Darüber hinaus wird die erhöhte Familienbeihilfe nicht mehr auf das Pflegegeld angerechnet, das bringt für 45.000 Menschen 60 Euro pro Monat mehr.
Gehaltserhöhungen und Zuschüsse für die Pflegeausbildung
Für Gehaltserhöhungen beim Pflegepersonal, inklusive Heimhilfen und Behindertenbetreuer, erhalten die Länder 520 Millionen Euro, sowie 225 Millionen Euro für Ausbildungszuschüsse.
Wer seine Erstausbildung in einem Pflegeberuf macht, erhält einen Ausbildungszuschuss von zumindest 600 Euro pro Monat. Personen, die über das AMS an einer geförderten Pflegeausbildung teilnehmen, erhalten ab September 2023 ein Pflegestipendium von zumindest 1.400 Euro pro Monat. Neben der schulischen Ausbildung im Bereich Pflege, auch in landwirtschaftlichen Fachschulen, wird es als Modellversuch eine Pflegelehre geben. So soll die Ausbildung in Zukunft deutlich attraktiver werden. Die Ausbildungsoffensive ist für nächstes Jahr vorgesehen, wobei Schulversuche zur Pflege in das Regelschulwesen überführt würden.
Ab dem 43. Lebensjahr gibt es eine zusätzliche Urlaubswoche. Zur Attraktivierung des Pflegeberufs werde es mehr "Durchlässigkeit" mit besseren Aufstiegsmöglichkeiten geben, hieß es.
Österreich benötigt weiter ausländische Pflegekräfte
Hinsichtlich Personalbedarf räumte Minister Rauch ein, Österreich werde weiterhin ausländische Pflegekräfte benötigen.

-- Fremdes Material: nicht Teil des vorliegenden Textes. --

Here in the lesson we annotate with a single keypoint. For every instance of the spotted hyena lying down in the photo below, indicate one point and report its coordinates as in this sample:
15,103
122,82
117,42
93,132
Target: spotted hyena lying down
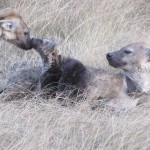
62,74
26,80
13,29
134,61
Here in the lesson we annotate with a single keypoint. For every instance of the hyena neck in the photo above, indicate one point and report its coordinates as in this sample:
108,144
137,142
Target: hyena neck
138,80
45,60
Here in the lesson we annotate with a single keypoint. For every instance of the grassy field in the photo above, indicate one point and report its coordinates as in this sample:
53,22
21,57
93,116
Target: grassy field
86,30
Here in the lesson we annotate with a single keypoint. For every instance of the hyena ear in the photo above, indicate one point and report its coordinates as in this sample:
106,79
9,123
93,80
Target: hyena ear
8,25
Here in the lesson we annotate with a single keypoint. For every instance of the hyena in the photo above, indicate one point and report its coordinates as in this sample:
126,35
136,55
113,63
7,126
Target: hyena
134,61
62,74
25,80
13,29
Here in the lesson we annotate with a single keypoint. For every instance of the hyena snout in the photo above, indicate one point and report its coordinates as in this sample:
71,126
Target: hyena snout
115,59
109,55
25,44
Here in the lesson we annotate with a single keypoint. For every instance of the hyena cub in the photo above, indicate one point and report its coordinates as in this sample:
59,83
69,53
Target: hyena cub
61,73
20,83
51,69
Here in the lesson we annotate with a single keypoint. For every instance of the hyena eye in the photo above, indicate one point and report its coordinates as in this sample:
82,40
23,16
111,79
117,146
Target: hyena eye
41,41
128,51
26,33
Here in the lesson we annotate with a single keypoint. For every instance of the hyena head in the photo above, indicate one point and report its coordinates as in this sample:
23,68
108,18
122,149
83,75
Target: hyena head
13,29
130,57
47,50
48,47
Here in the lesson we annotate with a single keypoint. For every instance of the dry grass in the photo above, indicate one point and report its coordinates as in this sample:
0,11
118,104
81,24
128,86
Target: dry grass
86,29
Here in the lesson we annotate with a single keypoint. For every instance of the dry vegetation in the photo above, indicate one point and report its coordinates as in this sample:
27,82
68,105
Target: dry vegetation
86,29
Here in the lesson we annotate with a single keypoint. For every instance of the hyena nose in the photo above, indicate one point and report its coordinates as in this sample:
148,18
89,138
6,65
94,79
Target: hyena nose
109,55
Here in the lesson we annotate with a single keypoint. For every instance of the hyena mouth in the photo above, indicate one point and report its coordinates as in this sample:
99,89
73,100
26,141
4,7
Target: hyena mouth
116,64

Die Zuwanderung von ausgebildeten Fachkräften wird erleichtert, sodass sie einfacher eine Arbeitserlaubnis erhalten.
Persönliche Assistenz: Pilotprojekt soll 2023 starten
Nach dem Stand der Umsetzung für eine bundesweit einheitliche Regelung zur Persönlichen Assistenz für Menschen mit Behinderungen und der Schaffung eines One-Stop-Shops für diesen Bereich erkundigte sich ÖVP-Abgeordnete Kira Grünberg. Ihrer Meinung nach sollte es für den privaten wie für den beruflichen Bereich eine einheitliche Anlaufstelle für Unterstützungsangebote geben. Auf Grundlage von Bedarfserhebungen in den Ländern und Abstimmungen zu "Harmonisierungsmöglichkeiten" arbeite sein Ministerium derzeit "einzelne Eckpunkte" für einen One-Stop-Shop zur persönlichen Assistenz aus, erläuterte Rauch. Der Beginn des Pilotprojekts sollte spätestens 2023 erfolgen.

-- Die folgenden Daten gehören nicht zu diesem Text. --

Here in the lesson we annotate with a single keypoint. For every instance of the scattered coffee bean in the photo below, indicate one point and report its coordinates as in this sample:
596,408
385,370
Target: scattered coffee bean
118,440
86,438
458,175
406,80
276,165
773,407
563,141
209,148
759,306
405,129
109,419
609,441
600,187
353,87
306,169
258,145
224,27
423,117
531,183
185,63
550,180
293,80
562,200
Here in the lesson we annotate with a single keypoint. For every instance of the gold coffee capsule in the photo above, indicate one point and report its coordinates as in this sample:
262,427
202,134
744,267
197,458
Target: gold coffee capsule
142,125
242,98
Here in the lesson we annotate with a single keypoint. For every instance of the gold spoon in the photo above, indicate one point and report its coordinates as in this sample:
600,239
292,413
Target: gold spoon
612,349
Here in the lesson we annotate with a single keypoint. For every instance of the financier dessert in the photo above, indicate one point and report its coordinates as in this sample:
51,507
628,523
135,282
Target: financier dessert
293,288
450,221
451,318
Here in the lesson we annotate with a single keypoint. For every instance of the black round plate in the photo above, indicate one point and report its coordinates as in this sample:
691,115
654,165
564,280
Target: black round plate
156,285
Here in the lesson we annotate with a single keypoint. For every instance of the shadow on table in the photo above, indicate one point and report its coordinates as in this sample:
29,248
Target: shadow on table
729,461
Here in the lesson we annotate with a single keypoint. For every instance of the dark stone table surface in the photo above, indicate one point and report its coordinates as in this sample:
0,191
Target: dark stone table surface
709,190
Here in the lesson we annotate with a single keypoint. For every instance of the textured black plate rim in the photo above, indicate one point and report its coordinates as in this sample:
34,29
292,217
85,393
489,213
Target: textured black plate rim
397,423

Hinsichtlich des Taschengelds für Menschen mit Behinderung in Werkstätten wies er auf eigene Erfahrungen aus diesem Bereich hin. Aus diesem Grund engagiere er sich stark dafür, gleichwertige Tätigkeiten von Menschen mit und ohne Behinderung auch gleichwertig bezahlt zu wissen. Allerdings liege hier die Zuständigkeit nicht beim Bund. Ungeachtet dessen wolle er bei den kommenden Budgetverhandlung den Fokus auf diesen Punkt im Nationalen Aktionsplan zur Inklusion legen.
Kritik am Pflegepaket
Die Oppositionsparteien vermissen weiterhin nachhaltige Verbesserungen bei Arbeitsbedingungen und Ausbildung in der Pflege. Und auch bei den Seniorenvertreterinnen und -vertretern gibt es Kritikpunkte.

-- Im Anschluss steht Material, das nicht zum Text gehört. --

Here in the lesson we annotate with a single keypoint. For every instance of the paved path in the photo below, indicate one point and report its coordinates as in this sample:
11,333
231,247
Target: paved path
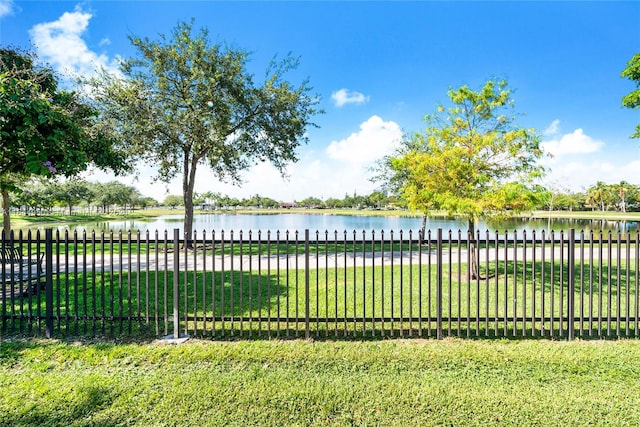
332,260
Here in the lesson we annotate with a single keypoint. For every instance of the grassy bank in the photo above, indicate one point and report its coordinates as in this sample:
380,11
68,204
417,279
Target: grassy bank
269,383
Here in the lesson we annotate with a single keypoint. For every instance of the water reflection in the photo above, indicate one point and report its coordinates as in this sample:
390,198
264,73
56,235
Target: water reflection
293,222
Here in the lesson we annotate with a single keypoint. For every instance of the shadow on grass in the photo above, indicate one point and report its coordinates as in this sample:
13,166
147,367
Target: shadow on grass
78,408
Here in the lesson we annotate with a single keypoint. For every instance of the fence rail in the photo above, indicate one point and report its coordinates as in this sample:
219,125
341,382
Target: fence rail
325,285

Besonderen Handlungsbedarf sieht Ingrid Korosec, Präsidentin des Österreichischen Seniorenbundes bei der 24-Stunden-Betreuung. „Dieser Bereich muss viel stärker ausgebaut und gefördert werden, damit ein ausreichendes und leistbares Angebot verfügbar ist. Der Großteil betreuungsbedürftiger Menschen will den Lebensabend in den eigenen vier Wänden verbringen. 24-Stunden-Betreuung ist dafür eine entscheidende Unterstützung“, so Korosec.
„Die Pflege im Familienverband spart dem Staat insgesamt drei Milliarden Euro jährlich und ist die günstigste Versorgungsform, für die sich pflegebedürftige Menschen entscheiden können, wenn es überhaupt gesundheitlich möglich ist“, so Frauen- und Seniorensprecherin Rosa Ecker. Der Angehörigenbonus ab der Pflegestufe vier sei aus Sicht der FPÖ „eine Verhöhnung für alle pflegenden Angehörigen, denn die Pflegestufe vier bedeutet, permanent verfügbar sein zu müssen. Eine Unterbringung in einer Einrichtung dazu wäre im Vergleich kostenlos“, sprach sich Ecker dafür aus, dass es auch für die Pflegestufen eins bis drei diesen Bonus geben müsse.
Zudem sei es nötig, die mobilen Dienste zu stärken und auszubauen. Auch längst überfällig sei es aus freiheitlicher Sicht, das Angebot der Übergangspflege zu verbessern.